David Boutin joue le rôle d’un jeune papa d’un bébé de cinq mois, qui l’a échappé, un peu éméché, en insultant en ondes la journaliste Chantal Machabée. Son frère (Steve Laplante) est un journaliste qui se croit progressiste, mais qui se révèle plutôt bien pensant.

Mary Poppins à l’heure du féminisme

CRITIQUE / Entre féminisme et misogynie, il existe tout un monde de nuances… Un monde qui se complexifie encore un peu plus lorsque les réalités et les perceptions féminines et masculines se rencontrent. En cette époque de #MoiAussi, l’auteure Catherine Léger aborde la question de bien ludique manière avec «Baby-sitter», où une sorte de Mary Poppins décomplexée prend ces jours-ci le contrôle du théâtre Périscope.

Comme point de départ pour son texte, Léger a choisi un fait réel, soit le phénomène FHRITP («Fuck her right in the pussy») devenu viral il y a quelques années. Pour ceux qui auraient oublié cette vague tout sauf édifiante, rappelons le topo : de petits rigolos (d’aucuns diront plutôt de gros tatas…) relevaient le «défi» d’interrompre une journaliste télé en entrevue pour enjoindre son interlocuteur — mâle, il va sans dire — à la «f*urrer direct dans la pl*tte». C’est vulgaire, mais c’est ça.

Et c’est arrivé assez souvent à la reporter Shauna Hunt de CityNews pour qu’elle prenne les grands moyens, alors qu’elle couvrait un match du Toronto FC, en répliquant à quelques blagueurs devant la caméra. L’un d’eux, qui trouvait le gag hilarant, a déchanté lorsque son employeur, Hydro One, lui a montré la porte à cause de son comportement disgracieux.

Remplacez le Toronto FC par les Alouettes de Montréal et Hydro One par Hydro-Québec et vous verrez dans quels sales draps se trouve le Cédric (David Boutin) imaginé par Léger. Jeune papa d’un bébé de cinq mois, il l’a échappé, un peu éméché, en insultant en ondes la journaliste Chantal Machabée. 
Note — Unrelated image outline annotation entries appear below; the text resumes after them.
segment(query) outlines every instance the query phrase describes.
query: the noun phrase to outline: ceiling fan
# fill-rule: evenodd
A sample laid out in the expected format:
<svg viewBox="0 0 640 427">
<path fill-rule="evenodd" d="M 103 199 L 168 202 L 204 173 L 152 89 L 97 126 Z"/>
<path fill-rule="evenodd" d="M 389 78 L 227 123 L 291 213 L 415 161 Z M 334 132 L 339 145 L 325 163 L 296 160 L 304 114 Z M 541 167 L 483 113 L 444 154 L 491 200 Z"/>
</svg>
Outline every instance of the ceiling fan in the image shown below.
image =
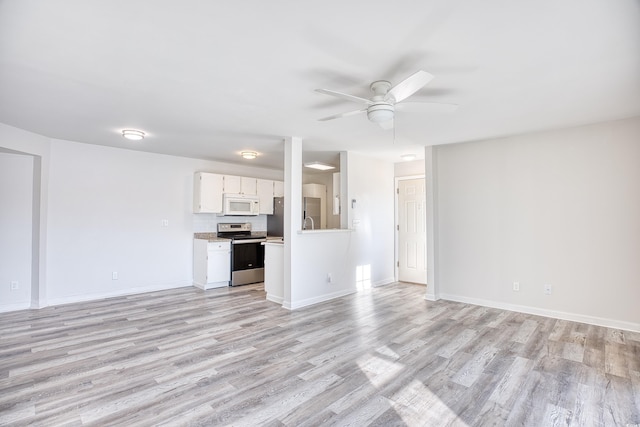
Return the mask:
<svg viewBox="0 0 640 427">
<path fill-rule="evenodd" d="M 424 113 L 455 111 L 458 108 L 456 104 L 404 102 L 405 99 L 416 93 L 432 79 L 433 76 L 431 74 L 420 70 L 393 87 L 391 86 L 391 83 L 386 80 L 377 80 L 369 86 L 371 92 L 373 92 L 371 99 L 361 98 L 359 96 L 336 92 L 329 89 L 316 89 L 316 92 L 365 105 L 359 110 L 334 114 L 319 120 L 326 121 L 339 119 L 341 117 L 348 117 L 366 112 L 369 121 L 377 123 L 382 129 L 392 129 L 396 109 Z"/>
</svg>

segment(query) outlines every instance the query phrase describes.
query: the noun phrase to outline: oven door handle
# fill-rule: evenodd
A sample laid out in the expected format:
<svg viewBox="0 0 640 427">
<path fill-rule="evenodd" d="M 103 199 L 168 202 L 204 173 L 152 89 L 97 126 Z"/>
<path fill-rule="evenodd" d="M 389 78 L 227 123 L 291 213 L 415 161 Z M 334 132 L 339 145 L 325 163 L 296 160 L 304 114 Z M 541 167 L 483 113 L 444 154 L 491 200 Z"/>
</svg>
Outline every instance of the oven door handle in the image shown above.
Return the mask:
<svg viewBox="0 0 640 427">
<path fill-rule="evenodd" d="M 267 239 L 244 239 L 244 240 L 234 240 L 231 243 L 234 245 L 243 245 L 245 243 L 262 243 L 266 241 Z"/>
</svg>

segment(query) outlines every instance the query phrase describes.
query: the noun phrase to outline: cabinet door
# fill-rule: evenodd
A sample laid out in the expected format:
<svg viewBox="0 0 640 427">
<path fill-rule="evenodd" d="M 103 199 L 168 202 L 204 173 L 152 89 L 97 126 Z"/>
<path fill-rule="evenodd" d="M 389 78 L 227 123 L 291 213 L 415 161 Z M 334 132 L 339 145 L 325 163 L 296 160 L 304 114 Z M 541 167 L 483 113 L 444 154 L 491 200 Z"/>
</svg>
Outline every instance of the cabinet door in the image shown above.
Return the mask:
<svg viewBox="0 0 640 427">
<path fill-rule="evenodd" d="M 258 198 L 260 199 L 260 213 L 266 215 L 273 214 L 273 181 L 268 179 L 258 179 Z"/>
<path fill-rule="evenodd" d="M 283 181 L 273 181 L 273 197 L 284 197 Z"/>
<path fill-rule="evenodd" d="M 231 194 L 240 194 L 242 179 L 239 176 L 225 175 L 224 176 L 224 192 Z"/>
<path fill-rule="evenodd" d="M 255 178 L 247 178 L 246 176 L 241 177 L 240 179 L 240 192 L 242 194 L 249 194 L 251 196 L 255 196 L 258 194 L 258 186 L 257 179 Z"/>
<path fill-rule="evenodd" d="M 231 280 L 231 256 L 228 242 L 210 242 L 207 250 L 207 283 Z"/>
<path fill-rule="evenodd" d="M 196 172 L 193 178 L 193 212 L 222 212 L 222 175 Z"/>
</svg>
Suspendu par son employeur, il se trouve devant un dilemme : excuses publiques rapides pour un retour hâtif à la normale ou introspection profonde pour comprendre (et guérir…) une misogynie latente? Sa blonde (Isabelle Brouillette), nouvelle maman aspirante superwoman au bord de la dépression, prône la première avenue. Son frère (Steve Laplante), journaliste qui se croit progressiste, mais qui se révèle plutôt bien pensant, le pousse vers la seconde. Il faudra les jeux de rôle d’une gardienne d’enfants surprenante, délurée et complètement libérée (Victoria Diamond) pour confronter tout ce beau monde à ses bibittes, ses comportements et ses préjugés.

Si le fond du sujet est sérieux, on rit beaucoup au final dans cette pièce à la distribution impeccable, où les personnages sont appelés à se remettre en question au contact de cette nounou à l’effet catalyseur. On flirte avec l’absurde jusqu’à inverser les rôles dans une finale explosive… Littéralement!

La pièce Baby-sitter est présentée au Périscope jusqu’au 24 novembre.